Gosto de ser engraçadinho nas aulas da faculdade, o que me rende vários dissabores. Vira e mexe vem um professor me chamar pra ter uma conversinha no gabinete. Isto, claro, não adianta nada. Melhor que ser engraçadinho na sala de aula é ser engraçadinho na sala do professor. Já ouvi pronunciamentos curiosos da parte dos mestres. Exemplos:
1) “Você acha que deve passar?”. Resposta: “Mas é evidente”.
“Quanto você acha que merece?”. Resposta: “Mais que cinco me deixaria humilhado”.
“Você deve ter poucos amigos, sendo sarcástico como é”. Resposta: “Pelo contrário, tenho muito mais amigos que você”.
(Ela acabou me dando a nota mesmo. Daí três meses encontrei-a numa festa. Pergunta dela: “Mas diga, sinceramente, o que você acha da minha disciplina?”. Resposta: “É uma merda. E nem sou só eu, todo mundo diz que é uma merda.” Comentário: “Os outros alunos nunca me disseram isso.” Resposta: “Todo mundo quer passar, né?
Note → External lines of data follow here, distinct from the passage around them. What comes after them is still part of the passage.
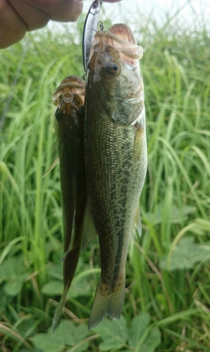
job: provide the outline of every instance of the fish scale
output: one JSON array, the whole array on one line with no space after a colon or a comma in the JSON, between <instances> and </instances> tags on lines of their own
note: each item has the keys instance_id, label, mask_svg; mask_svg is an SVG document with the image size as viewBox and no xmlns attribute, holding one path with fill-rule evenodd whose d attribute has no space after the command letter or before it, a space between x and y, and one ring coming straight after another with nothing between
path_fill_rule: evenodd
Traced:
<instances>
[{"instance_id":1,"label":"fish scale","mask_svg":"<svg viewBox=\"0 0 210 352\"><path fill-rule=\"evenodd\" d=\"M118 28L133 38L125 25L113 26L104 32L104 39L101 31L98 37L97 33L85 90L87 196L99 237L101 265L89 329L106 315L120 318L125 265L147 170L143 83L136 56L132 56L132 50L135 55L138 50L135 40L130 46L113 35L111 31L116 34ZM125 64L118 44L128 46ZM116 77L113 66L120 71Z\"/></svg>"}]
</instances>

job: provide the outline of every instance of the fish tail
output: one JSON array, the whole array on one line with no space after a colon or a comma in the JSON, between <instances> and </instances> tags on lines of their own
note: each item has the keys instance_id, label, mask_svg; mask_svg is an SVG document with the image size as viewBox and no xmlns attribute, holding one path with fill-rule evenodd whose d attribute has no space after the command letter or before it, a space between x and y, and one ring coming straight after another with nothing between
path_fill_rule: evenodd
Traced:
<instances>
[{"instance_id":1,"label":"fish tail","mask_svg":"<svg viewBox=\"0 0 210 352\"><path fill-rule=\"evenodd\" d=\"M57 306L57 308L56 309L54 318L54 321L52 323L53 332L54 332L54 331L57 327L61 314L62 313L63 308L64 304L65 304L66 297L66 295L68 294L68 289L69 289L69 287L65 288L65 289L63 292L61 298L60 300L60 302L58 303L58 306Z\"/></svg>"},{"instance_id":2,"label":"fish tail","mask_svg":"<svg viewBox=\"0 0 210 352\"><path fill-rule=\"evenodd\" d=\"M88 327L90 330L97 325L106 315L111 319L120 319L125 296L125 276L112 289L100 279L98 283L93 305L90 312Z\"/></svg>"}]
</instances>

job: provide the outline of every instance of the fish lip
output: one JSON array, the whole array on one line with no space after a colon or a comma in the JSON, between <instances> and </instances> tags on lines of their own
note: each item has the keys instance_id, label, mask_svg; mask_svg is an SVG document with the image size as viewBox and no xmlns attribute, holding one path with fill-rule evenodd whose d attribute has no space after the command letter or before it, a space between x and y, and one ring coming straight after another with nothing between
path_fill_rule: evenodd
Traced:
<instances>
[{"instance_id":1,"label":"fish lip","mask_svg":"<svg viewBox=\"0 0 210 352\"><path fill-rule=\"evenodd\" d=\"M99 30L94 36L90 56L95 45L99 42L110 44L120 54L132 60L140 60L143 56L142 47L137 44L131 30L126 25L113 25L108 31Z\"/></svg>"},{"instance_id":2,"label":"fish lip","mask_svg":"<svg viewBox=\"0 0 210 352\"><path fill-rule=\"evenodd\" d=\"M53 103L57 106L60 100L61 96L63 97L70 96L73 94L79 95L84 103L85 101L85 82L77 76L68 76L64 78L59 87L55 90L53 94ZM67 98L67 101L69 100Z\"/></svg>"}]
</instances>

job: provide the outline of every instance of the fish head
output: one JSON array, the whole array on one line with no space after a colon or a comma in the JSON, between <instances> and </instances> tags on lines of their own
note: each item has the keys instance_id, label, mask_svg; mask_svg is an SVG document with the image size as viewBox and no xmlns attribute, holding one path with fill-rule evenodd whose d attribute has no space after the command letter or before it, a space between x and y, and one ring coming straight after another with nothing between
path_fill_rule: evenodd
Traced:
<instances>
[{"instance_id":1,"label":"fish head","mask_svg":"<svg viewBox=\"0 0 210 352\"><path fill-rule=\"evenodd\" d=\"M56 130L68 133L68 128L80 126L84 120L85 84L77 76L64 78L53 94Z\"/></svg>"},{"instance_id":2,"label":"fish head","mask_svg":"<svg viewBox=\"0 0 210 352\"><path fill-rule=\"evenodd\" d=\"M57 107L55 117L58 122L61 122L74 115L76 120L78 112L84 106L85 86L84 81L77 76L68 76L62 80L53 94L53 102Z\"/></svg>"},{"instance_id":3,"label":"fish head","mask_svg":"<svg viewBox=\"0 0 210 352\"><path fill-rule=\"evenodd\" d=\"M95 34L87 87L98 105L106 105L111 118L119 123L130 125L144 108L139 65L142 54L142 46L125 25L114 25Z\"/></svg>"}]
</instances>

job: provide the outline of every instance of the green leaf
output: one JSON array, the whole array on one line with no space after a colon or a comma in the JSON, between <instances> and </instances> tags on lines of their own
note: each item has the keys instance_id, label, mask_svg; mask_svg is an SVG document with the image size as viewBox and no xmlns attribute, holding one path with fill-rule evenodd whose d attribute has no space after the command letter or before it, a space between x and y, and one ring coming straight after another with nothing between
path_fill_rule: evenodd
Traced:
<instances>
[{"instance_id":1,"label":"green leaf","mask_svg":"<svg viewBox=\"0 0 210 352\"><path fill-rule=\"evenodd\" d=\"M42 291L47 296L61 295L63 290L63 284L61 281L51 280L43 286ZM87 279L82 277L80 280L73 280L67 298L79 297L85 296L91 291L89 282Z\"/></svg>"},{"instance_id":2,"label":"green leaf","mask_svg":"<svg viewBox=\"0 0 210 352\"><path fill-rule=\"evenodd\" d=\"M22 284L23 282L18 280L12 282L6 282L4 289L8 296L15 296L20 292Z\"/></svg>"},{"instance_id":3,"label":"green leaf","mask_svg":"<svg viewBox=\"0 0 210 352\"><path fill-rule=\"evenodd\" d=\"M75 346L89 334L89 330L84 324L76 325L70 320L62 320L54 334L59 336L66 345Z\"/></svg>"},{"instance_id":4,"label":"green leaf","mask_svg":"<svg viewBox=\"0 0 210 352\"><path fill-rule=\"evenodd\" d=\"M52 280L43 286L42 292L42 294L51 296L59 294L61 295L63 294L63 284L61 281Z\"/></svg>"},{"instance_id":5,"label":"green leaf","mask_svg":"<svg viewBox=\"0 0 210 352\"><path fill-rule=\"evenodd\" d=\"M62 337L53 334L51 328L49 329L47 334L37 334L33 337L30 337L30 340L35 347L44 352L61 352L65 348Z\"/></svg>"},{"instance_id":6,"label":"green leaf","mask_svg":"<svg viewBox=\"0 0 210 352\"><path fill-rule=\"evenodd\" d=\"M99 344L101 351L120 350L128 339L126 320L123 315L119 320L104 319L94 331L104 340Z\"/></svg>"},{"instance_id":7,"label":"green leaf","mask_svg":"<svg viewBox=\"0 0 210 352\"><path fill-rule=\"evenodd\" d=\"M142 335L147 331L150 322L150 315L148 313L142 313L135 317L128 330L129 344L135 348Z\"/></svg>"},{"instance_id":8,"label":"green leaf","mask_svg":"<svg viewBox=\"0 0 210 352\"><path fill-rule=\"evenodd\" d=\"M209 260L209 245L197 244L193 238L185 237L180 240L174 248L171 258L163 256L160 259L160 267L166 270L191 269L199 261Z\"/></svg>"},{"instance_id":9,"label":"green leaf","mask_svg":"<svg viewBox=\"0 0 210 352\"><path fill-rule=\"evenodd\" d=\"M142 344L137 345L135 352L154 352L155 348L161 342L161 332L159 329L154 329L148 337L146 341Z\"/></svg>"},{"instance_id":10,"label":"green leaf","mask_svg":"<svg viewBox=\"0 0 210 352\"><path fill-rule=\"evenodd\" d=\"M184 206L181 208L172 206L168 221L172 224L180 224L183 219L187 218L187 217L194 213L195 210L196 208L191 206ZM147 213L144 217L147 221L153 224L161 224L164 218L163 205L159 203L156 206L155 213Z\"/></svg>"},{"instance_id":11,"label":"green leaf","mask_svg":"<svg viewBox=\"0 0 210 352\"><path fill-rule=\"evenodd\" d=\"M140 352L153 352L161 342L161 333L159 329L150 332L150 315L142 313L135 317L128 330L129 345Z\"/></svg>"}]
</instances>

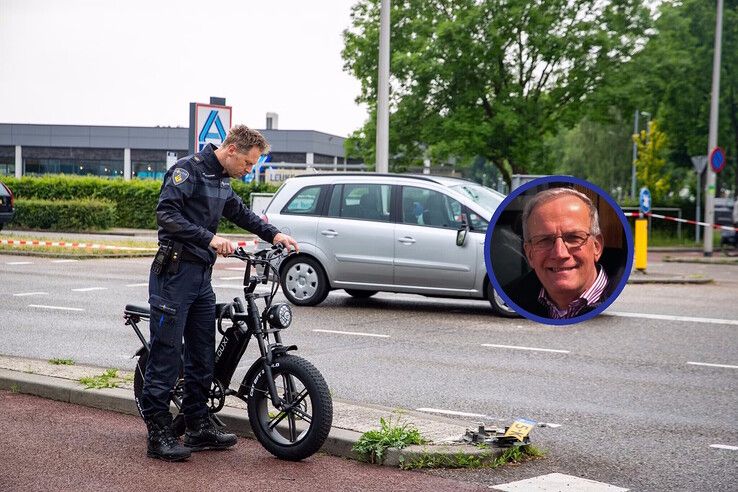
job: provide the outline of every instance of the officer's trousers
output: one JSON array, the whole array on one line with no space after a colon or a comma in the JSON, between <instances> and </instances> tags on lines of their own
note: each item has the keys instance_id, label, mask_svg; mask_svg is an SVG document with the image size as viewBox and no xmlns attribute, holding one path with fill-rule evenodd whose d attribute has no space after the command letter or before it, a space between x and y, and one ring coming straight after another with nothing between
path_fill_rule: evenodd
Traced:
<instances>
[{"instance_id":1,"label":"officer's trousers","mask_svg":"<svg viewBox=\"0 0 738 492\"><path fill-rule=\"evenodd\" d=\"M141 395L144 418L169 411L170 394L182 361L182 412L188 420L208 412L206 401L213 379L215 352L215 293L211 275L210 265L182 261L175 274L163 272L149 276L151 351Z\"/></svg>"}]
</instances>

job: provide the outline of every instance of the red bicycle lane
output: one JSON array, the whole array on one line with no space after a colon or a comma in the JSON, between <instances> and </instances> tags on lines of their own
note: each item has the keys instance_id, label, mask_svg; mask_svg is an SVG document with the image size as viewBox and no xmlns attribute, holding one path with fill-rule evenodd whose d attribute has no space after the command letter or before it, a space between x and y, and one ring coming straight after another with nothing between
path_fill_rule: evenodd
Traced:
<instances>
[{"instance_id":1,"label":"red bicycle lane","mask_svg":"<svg viewBox=\"0 0 738 492\"><path fill-rule=\"evenodd\" d=\"M140 418L0 391L0 490L473 491L479 485L317 454L293 463L258 442L194 453L184 463L146 457Z\"/></svg>"}]
</instances>

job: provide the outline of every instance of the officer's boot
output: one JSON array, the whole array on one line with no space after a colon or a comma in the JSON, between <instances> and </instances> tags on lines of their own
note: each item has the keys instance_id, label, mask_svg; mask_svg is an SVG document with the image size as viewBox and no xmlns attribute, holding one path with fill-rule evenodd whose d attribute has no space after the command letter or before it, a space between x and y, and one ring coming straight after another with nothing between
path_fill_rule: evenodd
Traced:
<instances>
[{"instance_id":1,"label":"officer's boot","mask_svg":"<svg viewBox=\"0 0 738 492\"><path fill-rule=\"evenodd\" d=\"M145 419L149 430L146 455L164 461L184 461L190 450L182 446L172 430L172 415L169 412Z\"/></svg>"},{"instance_id":2,"label":"officer's boot","mask_svg":"<svg viewBox=\"0 0 738 492\"><path fill-rule=\"evenodd\" d=\"M185 422L187 423L187 431L185 432L184 444L192 451L230 448L238 440L235 434L218 429L210 420L209 415L185 417Z\"/></svg>"}]
</instances>

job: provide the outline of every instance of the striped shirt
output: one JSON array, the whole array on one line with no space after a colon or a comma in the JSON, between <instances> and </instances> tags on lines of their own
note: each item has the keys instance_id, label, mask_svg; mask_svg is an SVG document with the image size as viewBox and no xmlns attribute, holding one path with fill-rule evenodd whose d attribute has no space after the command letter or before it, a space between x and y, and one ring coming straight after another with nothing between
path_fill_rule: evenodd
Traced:
<instances>
[{"instance_id":1,"label":"striped shirt","mask_svg":"<svg viewBox=\"0 0 738 492\"><path fill-rule=\"evenodd\" d=\"M597 278L595 279L594 283L590 286L589 289L585 290L578 299L574 299L569 304L569 306L567 306L566 309L559 309L556 304L554 304L551 299L549 299L548 294L546 294L546 290L541 287L541 291L538 293L538 302L548 308L549 318L573 318L577 316L582 311L582 309L586 308L587 306L592 306L600 300L600 297L602 297L602 293L605 292L605 290L607 289L607 284L609 283L609 280L607 278L607 274L605 273L605 269L602 268L600 265L597 265L597 268L599 268L600 273L597 274Z\"/></svg>"}]
</instances>

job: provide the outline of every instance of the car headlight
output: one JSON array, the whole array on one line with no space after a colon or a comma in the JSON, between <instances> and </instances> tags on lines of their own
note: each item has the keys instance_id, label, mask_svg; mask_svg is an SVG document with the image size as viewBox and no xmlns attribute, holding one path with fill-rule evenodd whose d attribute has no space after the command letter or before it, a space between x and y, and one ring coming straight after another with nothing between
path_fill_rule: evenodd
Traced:
<instances>
[{"instance_id":1,"label":"car headlight","mask_svg":"<svg viewBox=\"0 0 738 492\"><path fill-rule=\"evenodd\" d=\"M267 311L267 322L272 328L287 328L292 323L292 308L287 303L274 304Z\"/></svg>"}]
</instances>

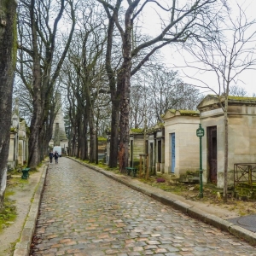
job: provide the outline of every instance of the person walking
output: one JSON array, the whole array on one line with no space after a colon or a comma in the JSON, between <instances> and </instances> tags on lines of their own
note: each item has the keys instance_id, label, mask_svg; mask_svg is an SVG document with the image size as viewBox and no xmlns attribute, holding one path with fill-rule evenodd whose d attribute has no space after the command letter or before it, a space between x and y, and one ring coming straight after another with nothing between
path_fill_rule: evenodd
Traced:
<instances>
[{"instance_id":1,"label":"person walking","mask_svg":"<svg viewBox=\"0 0 256 256\"><path fill-rule=\"evenodd\" d=\"M50 163L50 164L52 163L53 156L54 156L54 154L53 154L52 151L50 151L50 152L49 153L49 163Z\"/></svg>"},{"instance_id":2,"label":"person walking","mask_svg":"<svg viewBox=\"0 0 256 256\"><path fill-rule=\"evenodd\" d=\"M57 151L55 152L55 164L58 163L58 158L59 158L59 154Z\"/></svg>"}]
</instances>

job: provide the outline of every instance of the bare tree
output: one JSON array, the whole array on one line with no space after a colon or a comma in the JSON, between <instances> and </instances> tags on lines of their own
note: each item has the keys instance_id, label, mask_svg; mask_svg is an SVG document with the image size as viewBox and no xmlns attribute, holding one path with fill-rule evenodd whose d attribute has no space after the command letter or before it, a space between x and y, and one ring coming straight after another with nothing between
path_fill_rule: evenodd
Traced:
<instances>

Mas tenha certeza que todo mundo te detesta e acha uma merda a sua matéria”.
Mais três meses e ela veio perguntar de novo, numa outra festa. Me tirou pra dançar e, durante o rala-coxa, perguntou de novo: “E aí, acha mesmo minha disciplina uma merda?”. Resposta: “Ah, sim. Claro, claro.” Velha nojenta.)
2) “Leia isto”, entregando minha auto-avaliação. Resposta: “Hm, terminei”.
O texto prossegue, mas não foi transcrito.